Evan Worthington

No. 6
- Position: Safety

Personal information
- Born: September 18, 1995 (age 30) Aurora, Colorado, U.S.
- Listed height: 6 ft 2 in (1.88 m)
- Listed weight: 210 lb (95 kg)

Career information
- High school: Cherokee Trail (Aurora, Colorado)
- College: Colorado
- NFL draft: 2019 (undrafted)

Career history
- Baltimore Ravens (2019)*; Calgary Stampeders (2020)*; Philadelphia Stars (2022–2023); San Antonio Brahmas (2024)*;
- * Offseason or practice squad member only

= Evan Worthington =

American football player (born 1995)

Evan Worthington (born Evan White, September 18, 1995) is an American former football safety. He played college football at Colorado.

==Professional career==

Pre-draft measurables
| Height | Weight | Arm length | Hand span | 40-yard dash | 10-yard split | 20-yard split | 20-yard shuttle | Three-cone drill | Vertical jump | Broad jump | Bench press |
| 6 ft 2 in (1.88 m) | 210 lb (95 kg) | 32+3⁄8 in (0.82 m) | 10+1⁄4 in (0.26 m) | 4.63 s | 1.66 s | 2.75 s | 4.37 s | 7.07 s | 33.5 in (0.85 m) | 10 ft 1 in (3.07 m) | 17 reps |
All values from NFL Combine

=== Baltimore Ravens ===
After going unselected in the 2019 NFL draft, Worthington was signed as an undrafted free agent by the Baltimore Ravens. He was waived on May 6, 2019.
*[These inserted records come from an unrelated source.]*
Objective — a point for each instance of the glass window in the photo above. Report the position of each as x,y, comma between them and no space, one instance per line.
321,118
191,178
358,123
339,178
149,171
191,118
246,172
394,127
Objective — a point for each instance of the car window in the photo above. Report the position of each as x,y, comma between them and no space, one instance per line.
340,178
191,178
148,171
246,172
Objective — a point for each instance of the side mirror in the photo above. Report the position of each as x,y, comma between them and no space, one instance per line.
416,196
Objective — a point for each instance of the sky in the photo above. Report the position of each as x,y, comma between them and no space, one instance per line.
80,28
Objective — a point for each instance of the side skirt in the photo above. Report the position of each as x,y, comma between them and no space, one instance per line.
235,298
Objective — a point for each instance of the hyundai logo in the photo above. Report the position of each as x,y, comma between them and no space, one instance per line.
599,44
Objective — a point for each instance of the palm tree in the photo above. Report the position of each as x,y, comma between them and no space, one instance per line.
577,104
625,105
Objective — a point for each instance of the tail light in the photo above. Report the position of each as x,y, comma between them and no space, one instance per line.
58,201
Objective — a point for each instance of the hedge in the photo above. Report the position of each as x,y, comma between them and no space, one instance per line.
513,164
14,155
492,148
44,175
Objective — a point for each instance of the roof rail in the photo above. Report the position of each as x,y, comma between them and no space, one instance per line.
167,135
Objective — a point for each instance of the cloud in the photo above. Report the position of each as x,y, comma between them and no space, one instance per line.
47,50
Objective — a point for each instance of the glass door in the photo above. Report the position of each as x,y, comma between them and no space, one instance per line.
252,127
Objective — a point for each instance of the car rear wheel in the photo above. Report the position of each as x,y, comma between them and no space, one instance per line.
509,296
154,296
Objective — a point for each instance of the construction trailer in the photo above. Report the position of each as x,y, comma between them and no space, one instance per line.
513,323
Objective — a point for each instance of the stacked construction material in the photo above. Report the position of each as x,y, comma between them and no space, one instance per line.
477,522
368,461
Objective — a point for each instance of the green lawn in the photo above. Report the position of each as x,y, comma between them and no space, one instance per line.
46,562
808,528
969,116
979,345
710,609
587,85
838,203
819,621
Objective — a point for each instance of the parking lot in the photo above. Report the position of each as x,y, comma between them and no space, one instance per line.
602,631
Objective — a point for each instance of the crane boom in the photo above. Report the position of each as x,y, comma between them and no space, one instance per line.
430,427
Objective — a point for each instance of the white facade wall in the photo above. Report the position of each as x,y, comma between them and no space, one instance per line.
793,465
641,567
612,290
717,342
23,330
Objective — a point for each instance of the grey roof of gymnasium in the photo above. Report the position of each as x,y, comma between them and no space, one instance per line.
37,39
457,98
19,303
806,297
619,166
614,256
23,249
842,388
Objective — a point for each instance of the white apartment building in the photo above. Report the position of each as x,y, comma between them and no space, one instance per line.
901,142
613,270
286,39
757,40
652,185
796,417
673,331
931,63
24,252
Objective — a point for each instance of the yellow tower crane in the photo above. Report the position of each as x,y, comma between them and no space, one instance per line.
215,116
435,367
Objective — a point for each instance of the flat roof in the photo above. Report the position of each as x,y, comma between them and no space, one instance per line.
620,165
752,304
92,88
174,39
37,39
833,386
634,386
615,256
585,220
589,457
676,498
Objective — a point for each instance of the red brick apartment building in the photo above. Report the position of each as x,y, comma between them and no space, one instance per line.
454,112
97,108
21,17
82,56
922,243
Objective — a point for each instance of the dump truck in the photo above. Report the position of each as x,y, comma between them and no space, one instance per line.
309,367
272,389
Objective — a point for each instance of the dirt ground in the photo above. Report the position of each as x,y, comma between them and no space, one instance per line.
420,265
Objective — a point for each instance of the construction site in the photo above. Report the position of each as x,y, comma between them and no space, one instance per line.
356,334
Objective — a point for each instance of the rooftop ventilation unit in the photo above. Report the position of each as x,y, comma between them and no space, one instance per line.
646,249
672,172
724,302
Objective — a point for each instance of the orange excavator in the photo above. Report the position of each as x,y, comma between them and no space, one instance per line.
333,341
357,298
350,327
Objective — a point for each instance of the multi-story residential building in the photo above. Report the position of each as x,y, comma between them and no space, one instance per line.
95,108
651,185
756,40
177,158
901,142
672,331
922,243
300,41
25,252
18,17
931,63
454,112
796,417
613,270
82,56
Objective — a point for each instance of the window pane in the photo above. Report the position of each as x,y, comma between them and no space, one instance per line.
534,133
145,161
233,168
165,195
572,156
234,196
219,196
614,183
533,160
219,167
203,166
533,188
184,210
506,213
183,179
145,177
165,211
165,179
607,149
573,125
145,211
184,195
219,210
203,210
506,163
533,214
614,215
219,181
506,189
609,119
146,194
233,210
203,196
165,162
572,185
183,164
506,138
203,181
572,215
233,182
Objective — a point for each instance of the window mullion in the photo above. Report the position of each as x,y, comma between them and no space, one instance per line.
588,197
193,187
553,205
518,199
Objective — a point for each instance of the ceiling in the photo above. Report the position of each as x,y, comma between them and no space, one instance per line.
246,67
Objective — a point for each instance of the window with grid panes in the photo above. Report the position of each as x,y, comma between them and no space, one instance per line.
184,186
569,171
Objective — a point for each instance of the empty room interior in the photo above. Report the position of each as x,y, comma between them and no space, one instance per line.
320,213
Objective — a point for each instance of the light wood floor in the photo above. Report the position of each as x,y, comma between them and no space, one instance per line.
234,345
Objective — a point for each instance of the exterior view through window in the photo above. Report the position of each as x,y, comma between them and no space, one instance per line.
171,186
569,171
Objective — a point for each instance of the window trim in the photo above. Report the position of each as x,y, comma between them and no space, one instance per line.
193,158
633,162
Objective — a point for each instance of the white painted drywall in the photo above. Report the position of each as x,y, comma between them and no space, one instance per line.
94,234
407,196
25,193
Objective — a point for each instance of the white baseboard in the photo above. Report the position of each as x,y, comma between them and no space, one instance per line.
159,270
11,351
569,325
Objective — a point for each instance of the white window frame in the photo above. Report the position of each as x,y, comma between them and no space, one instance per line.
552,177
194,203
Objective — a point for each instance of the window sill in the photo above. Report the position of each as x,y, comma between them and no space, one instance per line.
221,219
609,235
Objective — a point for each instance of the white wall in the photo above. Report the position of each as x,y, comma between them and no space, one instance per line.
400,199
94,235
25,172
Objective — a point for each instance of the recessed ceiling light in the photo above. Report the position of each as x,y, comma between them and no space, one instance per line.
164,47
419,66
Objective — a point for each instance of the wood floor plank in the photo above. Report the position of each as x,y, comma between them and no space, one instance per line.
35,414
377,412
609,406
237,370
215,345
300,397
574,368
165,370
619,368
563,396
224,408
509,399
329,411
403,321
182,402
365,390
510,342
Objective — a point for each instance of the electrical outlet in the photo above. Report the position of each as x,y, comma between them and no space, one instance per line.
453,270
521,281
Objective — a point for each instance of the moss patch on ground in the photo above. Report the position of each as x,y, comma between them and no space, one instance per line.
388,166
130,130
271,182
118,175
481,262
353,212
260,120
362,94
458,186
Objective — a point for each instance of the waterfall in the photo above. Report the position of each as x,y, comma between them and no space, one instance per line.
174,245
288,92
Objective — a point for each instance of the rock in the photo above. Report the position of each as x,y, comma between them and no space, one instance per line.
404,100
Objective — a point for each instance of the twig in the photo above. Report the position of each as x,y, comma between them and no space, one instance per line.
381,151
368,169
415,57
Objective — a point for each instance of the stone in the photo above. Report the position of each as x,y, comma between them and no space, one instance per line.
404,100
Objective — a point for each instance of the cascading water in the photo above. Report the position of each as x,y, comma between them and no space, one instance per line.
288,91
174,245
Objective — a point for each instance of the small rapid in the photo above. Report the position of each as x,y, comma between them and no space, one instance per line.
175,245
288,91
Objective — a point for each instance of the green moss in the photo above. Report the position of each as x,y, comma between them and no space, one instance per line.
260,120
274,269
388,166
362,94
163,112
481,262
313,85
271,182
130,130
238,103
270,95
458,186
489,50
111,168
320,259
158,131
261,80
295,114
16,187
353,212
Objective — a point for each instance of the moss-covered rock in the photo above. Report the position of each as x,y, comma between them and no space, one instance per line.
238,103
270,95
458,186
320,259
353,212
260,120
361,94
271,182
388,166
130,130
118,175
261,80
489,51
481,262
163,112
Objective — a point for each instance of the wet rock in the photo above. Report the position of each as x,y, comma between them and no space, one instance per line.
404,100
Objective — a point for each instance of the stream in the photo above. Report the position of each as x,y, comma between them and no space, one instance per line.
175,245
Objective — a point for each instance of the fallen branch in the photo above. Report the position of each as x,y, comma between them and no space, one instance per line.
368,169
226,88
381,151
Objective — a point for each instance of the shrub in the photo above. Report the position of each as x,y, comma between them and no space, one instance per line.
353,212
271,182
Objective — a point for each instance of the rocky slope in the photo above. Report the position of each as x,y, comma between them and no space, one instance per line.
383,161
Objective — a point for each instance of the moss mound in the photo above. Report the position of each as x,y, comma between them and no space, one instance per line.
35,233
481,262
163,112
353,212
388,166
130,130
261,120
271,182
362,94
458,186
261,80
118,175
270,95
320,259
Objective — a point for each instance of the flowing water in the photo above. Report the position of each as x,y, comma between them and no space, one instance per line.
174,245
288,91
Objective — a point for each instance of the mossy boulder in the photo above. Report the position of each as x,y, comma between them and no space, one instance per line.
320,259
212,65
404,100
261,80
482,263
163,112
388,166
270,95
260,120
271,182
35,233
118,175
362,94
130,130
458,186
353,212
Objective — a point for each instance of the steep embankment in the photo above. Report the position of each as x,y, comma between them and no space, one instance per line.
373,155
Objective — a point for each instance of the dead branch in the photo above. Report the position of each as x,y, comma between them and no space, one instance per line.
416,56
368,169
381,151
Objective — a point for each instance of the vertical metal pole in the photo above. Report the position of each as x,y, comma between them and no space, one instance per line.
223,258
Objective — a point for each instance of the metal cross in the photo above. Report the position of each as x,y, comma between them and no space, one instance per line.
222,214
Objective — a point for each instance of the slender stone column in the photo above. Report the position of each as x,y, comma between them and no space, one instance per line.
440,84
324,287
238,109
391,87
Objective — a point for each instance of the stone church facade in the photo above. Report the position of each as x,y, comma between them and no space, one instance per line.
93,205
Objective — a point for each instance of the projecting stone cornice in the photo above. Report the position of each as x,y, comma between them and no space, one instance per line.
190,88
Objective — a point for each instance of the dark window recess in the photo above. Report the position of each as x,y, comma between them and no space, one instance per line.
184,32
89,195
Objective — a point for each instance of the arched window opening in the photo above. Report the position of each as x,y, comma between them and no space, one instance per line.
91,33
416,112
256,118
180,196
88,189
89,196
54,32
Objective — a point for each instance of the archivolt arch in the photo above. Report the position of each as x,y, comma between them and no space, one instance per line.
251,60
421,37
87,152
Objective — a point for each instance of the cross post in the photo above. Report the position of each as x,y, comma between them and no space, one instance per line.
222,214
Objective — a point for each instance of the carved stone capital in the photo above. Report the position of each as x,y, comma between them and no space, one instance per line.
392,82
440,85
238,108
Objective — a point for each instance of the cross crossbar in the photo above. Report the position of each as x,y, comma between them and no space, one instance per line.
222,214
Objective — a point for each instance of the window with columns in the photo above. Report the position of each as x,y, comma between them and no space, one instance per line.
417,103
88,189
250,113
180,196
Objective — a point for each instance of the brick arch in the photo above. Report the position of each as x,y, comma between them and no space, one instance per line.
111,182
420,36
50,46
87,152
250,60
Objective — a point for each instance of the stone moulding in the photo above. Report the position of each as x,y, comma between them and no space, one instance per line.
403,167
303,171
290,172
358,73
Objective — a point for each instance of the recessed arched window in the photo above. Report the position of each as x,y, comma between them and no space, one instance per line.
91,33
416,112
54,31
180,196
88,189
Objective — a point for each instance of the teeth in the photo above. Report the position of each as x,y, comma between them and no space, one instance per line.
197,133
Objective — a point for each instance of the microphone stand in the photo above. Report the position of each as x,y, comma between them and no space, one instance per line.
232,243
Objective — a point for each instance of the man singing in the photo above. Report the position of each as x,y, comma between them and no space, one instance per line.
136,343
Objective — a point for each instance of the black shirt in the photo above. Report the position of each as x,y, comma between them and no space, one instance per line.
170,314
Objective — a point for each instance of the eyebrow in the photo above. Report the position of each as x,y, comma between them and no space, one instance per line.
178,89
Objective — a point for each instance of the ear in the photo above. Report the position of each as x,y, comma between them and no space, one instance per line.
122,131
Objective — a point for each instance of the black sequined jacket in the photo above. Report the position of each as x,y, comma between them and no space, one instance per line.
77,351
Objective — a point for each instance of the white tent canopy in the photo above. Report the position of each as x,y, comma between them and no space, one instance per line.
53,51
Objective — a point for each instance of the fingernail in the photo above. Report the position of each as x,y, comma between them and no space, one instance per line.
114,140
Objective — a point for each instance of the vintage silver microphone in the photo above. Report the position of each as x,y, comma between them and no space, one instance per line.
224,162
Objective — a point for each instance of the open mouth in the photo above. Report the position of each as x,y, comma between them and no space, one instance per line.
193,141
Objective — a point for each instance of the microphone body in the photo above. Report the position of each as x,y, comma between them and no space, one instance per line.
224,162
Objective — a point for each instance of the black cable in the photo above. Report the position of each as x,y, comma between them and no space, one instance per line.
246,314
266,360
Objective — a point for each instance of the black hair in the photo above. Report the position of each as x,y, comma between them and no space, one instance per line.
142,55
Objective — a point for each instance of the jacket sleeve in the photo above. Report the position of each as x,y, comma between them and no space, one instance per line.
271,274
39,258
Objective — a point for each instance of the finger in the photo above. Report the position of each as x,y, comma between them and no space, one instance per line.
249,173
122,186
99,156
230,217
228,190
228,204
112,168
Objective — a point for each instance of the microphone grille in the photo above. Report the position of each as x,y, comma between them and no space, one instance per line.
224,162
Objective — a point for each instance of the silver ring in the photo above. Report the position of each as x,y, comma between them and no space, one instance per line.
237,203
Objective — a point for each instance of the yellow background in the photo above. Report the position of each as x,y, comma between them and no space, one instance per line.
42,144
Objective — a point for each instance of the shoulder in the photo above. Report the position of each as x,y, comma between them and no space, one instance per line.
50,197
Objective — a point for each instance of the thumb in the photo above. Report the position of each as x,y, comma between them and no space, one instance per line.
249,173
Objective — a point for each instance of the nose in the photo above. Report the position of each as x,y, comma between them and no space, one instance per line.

=== Calgary Stampeders ===
On February 13, 2020, Worthington signed a contract with the Calgary Stampeders of the Canadian Football League (CFL), but the season was cancelled.

=== TSL Generals ===
In 2021, Worthington played for the Generals of The Spring League.

=== Philadelphia Stars ===
Worthington was signed by the Philadelphia Stars of the United States Football League (USFL) on April 1, 2022. He became a free agent after the 2023 season.

=== San Antonio Brahmas ===
On December 13, 2023, Worthington signed with the San Antonio Brahmas of the XFL. He was not part of the roster after the 2024 UFL dispersal draft on January 15, 2024.